As a team, we aim to develop research with the overarching objective of fostering inter- and transdisciplinary dialogue. Our goal is to identify methodologies for shaping urban environments in a manner conducive to enhancing the quality of life, well-being and to multi- and transgenerational transfers of meaning. We will facilitate the dialogue on the transformation of the meaning of place in time, with a view to forming intergenerational environments for the present and future that are respectful of well-being.

Phenomenology

Phenomenology provides an understanding of the human experience of the world that is methodologically rigorous. In contrast to empirically-oriented disciplines such as ethnology or psychology, it focuses on the structures of lived experience and shows (and reflects on) the ways in which things appear. The phenomenology of architecture offers comprehensive and in-depth investigations of the most fundamental concepts, terms and ideas in architecture, such as space and place, dwelling, building and atmospheres, embodiment, environment and lifeworld, actions, and affordances.

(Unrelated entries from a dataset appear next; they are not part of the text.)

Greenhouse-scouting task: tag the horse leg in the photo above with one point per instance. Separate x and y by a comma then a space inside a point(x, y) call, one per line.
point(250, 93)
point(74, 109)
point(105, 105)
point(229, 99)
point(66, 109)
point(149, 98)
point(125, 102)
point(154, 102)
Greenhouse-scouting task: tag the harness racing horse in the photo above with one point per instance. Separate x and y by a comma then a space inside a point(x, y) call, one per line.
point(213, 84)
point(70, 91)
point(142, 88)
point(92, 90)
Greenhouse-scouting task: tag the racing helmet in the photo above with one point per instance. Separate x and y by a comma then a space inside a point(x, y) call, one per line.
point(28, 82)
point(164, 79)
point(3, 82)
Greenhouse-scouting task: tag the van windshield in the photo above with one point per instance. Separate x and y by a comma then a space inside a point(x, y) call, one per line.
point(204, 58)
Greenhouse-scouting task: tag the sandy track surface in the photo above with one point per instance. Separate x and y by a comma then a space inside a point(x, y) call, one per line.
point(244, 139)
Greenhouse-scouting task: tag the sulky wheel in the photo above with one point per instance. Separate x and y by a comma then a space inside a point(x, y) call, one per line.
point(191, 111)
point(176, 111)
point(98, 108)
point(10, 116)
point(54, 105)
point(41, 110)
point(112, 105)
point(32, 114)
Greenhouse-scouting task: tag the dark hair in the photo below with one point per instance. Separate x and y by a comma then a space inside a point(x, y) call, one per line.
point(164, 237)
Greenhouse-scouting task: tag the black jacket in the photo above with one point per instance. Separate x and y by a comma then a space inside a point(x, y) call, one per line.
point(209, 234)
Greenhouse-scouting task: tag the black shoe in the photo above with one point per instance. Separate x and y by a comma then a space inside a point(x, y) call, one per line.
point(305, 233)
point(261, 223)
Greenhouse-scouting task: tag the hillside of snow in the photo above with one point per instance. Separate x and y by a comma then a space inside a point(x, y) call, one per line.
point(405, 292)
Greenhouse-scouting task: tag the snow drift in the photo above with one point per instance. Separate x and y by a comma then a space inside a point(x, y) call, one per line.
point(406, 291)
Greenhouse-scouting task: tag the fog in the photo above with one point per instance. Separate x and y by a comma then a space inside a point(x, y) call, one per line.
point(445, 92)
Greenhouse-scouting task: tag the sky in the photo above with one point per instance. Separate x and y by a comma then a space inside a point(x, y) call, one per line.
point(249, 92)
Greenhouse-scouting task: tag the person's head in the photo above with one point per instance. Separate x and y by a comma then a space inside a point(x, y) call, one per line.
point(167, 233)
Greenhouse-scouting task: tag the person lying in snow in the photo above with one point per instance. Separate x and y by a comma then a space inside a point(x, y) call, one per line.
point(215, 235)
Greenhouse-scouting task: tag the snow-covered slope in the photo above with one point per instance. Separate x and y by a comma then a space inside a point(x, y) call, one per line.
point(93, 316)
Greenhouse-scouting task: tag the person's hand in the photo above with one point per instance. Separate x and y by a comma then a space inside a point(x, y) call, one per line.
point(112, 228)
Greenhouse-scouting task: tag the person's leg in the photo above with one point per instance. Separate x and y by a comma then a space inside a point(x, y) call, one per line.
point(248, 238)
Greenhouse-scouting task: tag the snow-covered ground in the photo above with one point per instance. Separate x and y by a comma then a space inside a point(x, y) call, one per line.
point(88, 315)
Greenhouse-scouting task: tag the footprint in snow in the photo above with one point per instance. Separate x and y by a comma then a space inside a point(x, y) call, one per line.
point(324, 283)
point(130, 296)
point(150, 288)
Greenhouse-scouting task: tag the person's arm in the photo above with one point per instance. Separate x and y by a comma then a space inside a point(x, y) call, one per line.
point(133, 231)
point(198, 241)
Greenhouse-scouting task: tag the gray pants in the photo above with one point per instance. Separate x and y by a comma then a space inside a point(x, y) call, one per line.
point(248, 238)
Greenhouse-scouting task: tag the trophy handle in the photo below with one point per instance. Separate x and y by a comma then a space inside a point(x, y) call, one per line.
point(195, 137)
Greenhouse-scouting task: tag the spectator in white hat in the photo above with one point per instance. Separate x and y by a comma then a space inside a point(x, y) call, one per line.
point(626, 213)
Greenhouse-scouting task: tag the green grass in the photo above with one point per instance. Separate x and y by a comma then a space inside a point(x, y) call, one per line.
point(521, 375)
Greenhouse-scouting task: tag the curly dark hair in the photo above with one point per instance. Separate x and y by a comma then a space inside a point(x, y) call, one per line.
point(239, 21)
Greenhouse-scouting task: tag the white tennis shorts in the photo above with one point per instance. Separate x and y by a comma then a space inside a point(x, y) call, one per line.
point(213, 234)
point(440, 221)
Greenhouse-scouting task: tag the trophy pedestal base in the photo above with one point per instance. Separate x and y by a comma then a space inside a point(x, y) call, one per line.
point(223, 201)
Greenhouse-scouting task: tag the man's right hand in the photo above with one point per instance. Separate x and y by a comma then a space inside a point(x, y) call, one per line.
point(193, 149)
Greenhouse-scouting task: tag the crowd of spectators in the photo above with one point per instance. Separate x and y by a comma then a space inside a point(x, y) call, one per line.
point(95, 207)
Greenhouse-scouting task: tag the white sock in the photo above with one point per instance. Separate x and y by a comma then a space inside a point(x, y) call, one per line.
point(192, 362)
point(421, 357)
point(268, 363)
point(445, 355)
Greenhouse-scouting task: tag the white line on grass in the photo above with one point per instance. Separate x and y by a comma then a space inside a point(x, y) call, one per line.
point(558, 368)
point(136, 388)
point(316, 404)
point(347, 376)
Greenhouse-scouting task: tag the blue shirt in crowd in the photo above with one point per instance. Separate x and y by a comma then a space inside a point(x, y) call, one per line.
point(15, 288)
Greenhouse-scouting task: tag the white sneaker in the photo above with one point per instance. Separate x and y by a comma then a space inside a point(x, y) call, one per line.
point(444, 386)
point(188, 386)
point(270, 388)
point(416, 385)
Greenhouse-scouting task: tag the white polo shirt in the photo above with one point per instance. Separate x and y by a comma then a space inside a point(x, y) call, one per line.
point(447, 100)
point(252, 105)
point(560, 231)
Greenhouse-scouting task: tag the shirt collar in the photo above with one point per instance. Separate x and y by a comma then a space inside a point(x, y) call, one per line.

The experience of the lifeworld, or more precisely, of our home-world, is shaped by intentional attitudes including perception, movement, perspectivity, orientation, familiarity, historicity, and so forth. The concepts of typicality and habituality are profoundly relevant to urban morphology as they have a strong influence on how we perceive, interact with and inhabit our built environments.

Urban Morphology

The tradition of urban form studies, or urban morphology, links architecture, urban history, planning and design through form, uniting a vast and growing community of researchers originally coming from such diverse disciplines as architecture, urban design, geography, history, anthropology, heritage studies and so on. The field encompasses several complementary approaches that are collaborating within the framework of the International Seminar on Urban Form (ISUF). One of them is rooted in the method of process-based typology founded by the Italian architect Saverio Muratori and has been further developed, among others, by Gianfranco Caniggia. It stands apart from other typological approaches in its emphasis on process and the history of the development of local urban palimpsests, which is particularly attuned to historical and cultural context.  Another approach striving to link urban morphology to the phenomenology of human spatial perception is space syntax. This configurational approach to the study of urban form has been developed in the 1970s by Bill Hillier, Julienne Hanson and colleagues at the Bartlett, University College London. It examines the relationship between human behaviour and spatial configurations, comparing patterns of activity with patterns of space.